Conflicts of Interest

The authors declare no conflicts of interest. The funders had no role in the design of the study; in the collection, analyses, or interpretation of data; in the writing of the manuscript; or in the decision to publish the results.

Appendix A. Results for the Comparison of the Genome Formula for Different Groups

In this appendix, we describe in detail the results summarized in Section 3.2.2 (“Comparison of the genome formula for different groups”). To illustrate how this procedure can be used to address different questions, here, we consider some examples of comparisons of the genome formula for different groups.
First, we consider our previous work, which measured the genome formula with four different methods in three hosts [20]. Model selection suggested that only the method used had a significant effect on the genome formula. To re-analyze these data, we ran a PERMANOVA on the genome formula distance, including host and method as factors. We found significant effects for the method (F1,44 = 12.174, p < 0.0001) and host species (F1,44 = 9.746, p = 0.001) on the genome formula. The PERMDISP2 procedure does not show significant effects (F11,36 = 2.073, p = 0.051). This reanalysis, therefore, confirms a clear effect of quantification method on the genome formula. However, there was also an effect of host in the new analysis, and differences in spread (PERMDISP2) were nearly significant.
We, therefore, looked in more detail at the results by performing one-way PERMANOVA for each host and method separately, as well as the corresponding PERMDISP2 tests (Table A1). These analyses revealed a significant effect of method on the mean in C. quinoa only, suggesting the effects of quantification method are strongest in this host. By contrast, a significant effect of the host was found only for one method (RT-dPCR), showing the methods do not agree on a host-species effect. Overall, this new analysis, therefore, confirms that there are biases in genome-formula quantification methods, while suggesting these effects manifest in one host species. As the methods do not agree on a host-species effect on the genome formula, we cannot draw clear conclusions on this effect. However, three out of four methods suggest that there is not a clear effect, suggesting that for this panel of host species, CMV does not show differences in the genome formula. Results from the original [20] and new analysis are, therefore, congruent.

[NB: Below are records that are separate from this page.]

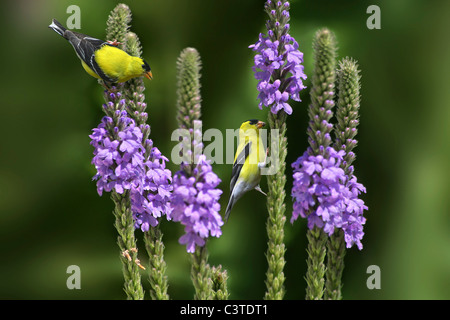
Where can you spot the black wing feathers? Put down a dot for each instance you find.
(238, 164)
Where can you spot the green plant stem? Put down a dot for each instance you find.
(219, 283)
(335, 265)
(201, 274)
(316, 268)
(157, 265)
(276, 208)
(124, 224)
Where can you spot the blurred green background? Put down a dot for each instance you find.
(51, 216)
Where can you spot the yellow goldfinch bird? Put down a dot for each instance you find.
(248, 161)
(102, 59)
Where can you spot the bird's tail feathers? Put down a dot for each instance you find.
(229, 207)
(57, 27)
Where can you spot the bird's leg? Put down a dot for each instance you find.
(114, 43)
(258, 188)
(263, 163)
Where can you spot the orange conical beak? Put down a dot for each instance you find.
(149, 75)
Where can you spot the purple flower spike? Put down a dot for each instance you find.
(195, 204)
(278, 62)
(122, 165)
(323, 195)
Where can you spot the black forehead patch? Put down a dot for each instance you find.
(253, 121)
(145, 65)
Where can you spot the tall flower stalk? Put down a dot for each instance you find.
(132, 169)
(195, 199)
(280, 73)
(347, 115)
(319, 129)
(325, 191)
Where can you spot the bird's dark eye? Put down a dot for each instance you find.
(145, 66)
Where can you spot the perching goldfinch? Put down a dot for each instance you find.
(102, 59)
(248, 161)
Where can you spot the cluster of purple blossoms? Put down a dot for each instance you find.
(278, 63)
(324, 195)
(195, 203)
(121, 163)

Second, we re-analyzed data from another study that measured the AMV genome formula [14]. This study showed striking effects of host species on the genome formula while arguing that the genome formula converges on a host-species dependent equilibrium. Here, we considered the data showing convergence on an equilibrium in more detail. In the original study, the ratio of AMV RNAs was varied in the inoculum, and the genome formula was then measured in different tissues in inoculated plants. Here, we compared the genome formula in inoculated leaves. This simplifies the analysis and allowed us to consider the condition in which the genome formula is most likely to have carried over from the inoculum. The genome formula will most likely carry over to the inoculated leaf as the virus has not moved systematically, incurring additional bottleneck events and opportunities for directional forces to act on the genome formula (i.e., selection). We found an insignificant effect of the inoculum on the genome formula distance with PERMANOVA (F1,17 = 0.991, p = 0.344) and PERMDISP2 (F6,12 = 0.520, p = 0.812). Both the mean and spread of the genome formula, therefore, appear to be similar across plants treated with a different inoculum genome formula.

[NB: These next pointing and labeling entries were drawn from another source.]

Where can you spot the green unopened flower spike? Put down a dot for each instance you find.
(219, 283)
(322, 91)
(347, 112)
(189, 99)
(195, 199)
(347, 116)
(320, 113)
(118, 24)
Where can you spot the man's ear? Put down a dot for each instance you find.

Next, we reanalyzed data from work on FBNSV by Sicard and coworkers [13]. There are two datasets of interest in this work. The genome formula was measured in different leaf levels, showing a drop in genome formula variability with leaf level as described in Figure 3a in the original study [13], and as confirmed by our re-analysis here (see Section 3.2.1 and Table 3). When we reanalyzed these data to look for differences in the genome formula distance between leaf levels, we obtained a significant result for both PERMANOVA (F1,75 = 4.472, p = 0.002) and PERMDISP2 (F5,71 = 3.241, p = 0.010). These results confirm the differences in genome formula variation, while we cannot draw conclusions on whether the mean genome formula changes over leaf levels.

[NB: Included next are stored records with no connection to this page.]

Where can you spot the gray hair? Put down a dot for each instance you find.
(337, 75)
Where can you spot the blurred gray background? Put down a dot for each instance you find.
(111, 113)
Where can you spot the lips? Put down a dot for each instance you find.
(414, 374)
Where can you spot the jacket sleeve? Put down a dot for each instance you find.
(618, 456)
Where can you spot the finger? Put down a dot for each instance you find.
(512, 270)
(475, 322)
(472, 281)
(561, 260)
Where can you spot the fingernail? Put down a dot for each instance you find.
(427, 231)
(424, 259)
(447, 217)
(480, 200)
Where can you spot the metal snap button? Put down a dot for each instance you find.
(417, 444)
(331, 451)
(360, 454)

Finally, we compared a second dataset presented by Sicard and coworkers [13]. Here, the authors compared FBNSV genome formula measurements in different hosts, as shown in Figure 2b in the original study [13]. For simplicity, we restricted our analysis to plants inoculated with viruliferous aphids and excluded the (aggregated) data from agro-inoculated plants. First, we analyzed each experiment as a separate treatment to look for overall effects and found a highly significant result for PERMANOVA (F1,71 = 40.946, p < 0.0001) and an insignificant result for PERMDISP2 (F4,68 = 2.082, p = 0.088). Therefore, as there are no significant differences in spread as indicated by the PERMDISP2 results, we can conclude there is a significant difference in the mean. Next, we performed pairwise comparisons between experiments to establish which differ significantly (Table A2). Here, we found no significant differences for the PERMDISP2 procedure, whilst all the results from the two different hosts were significantly different for PERMANOVA. This result demonstrates that differences between experiments are due to a host species’ effect on the genome formula.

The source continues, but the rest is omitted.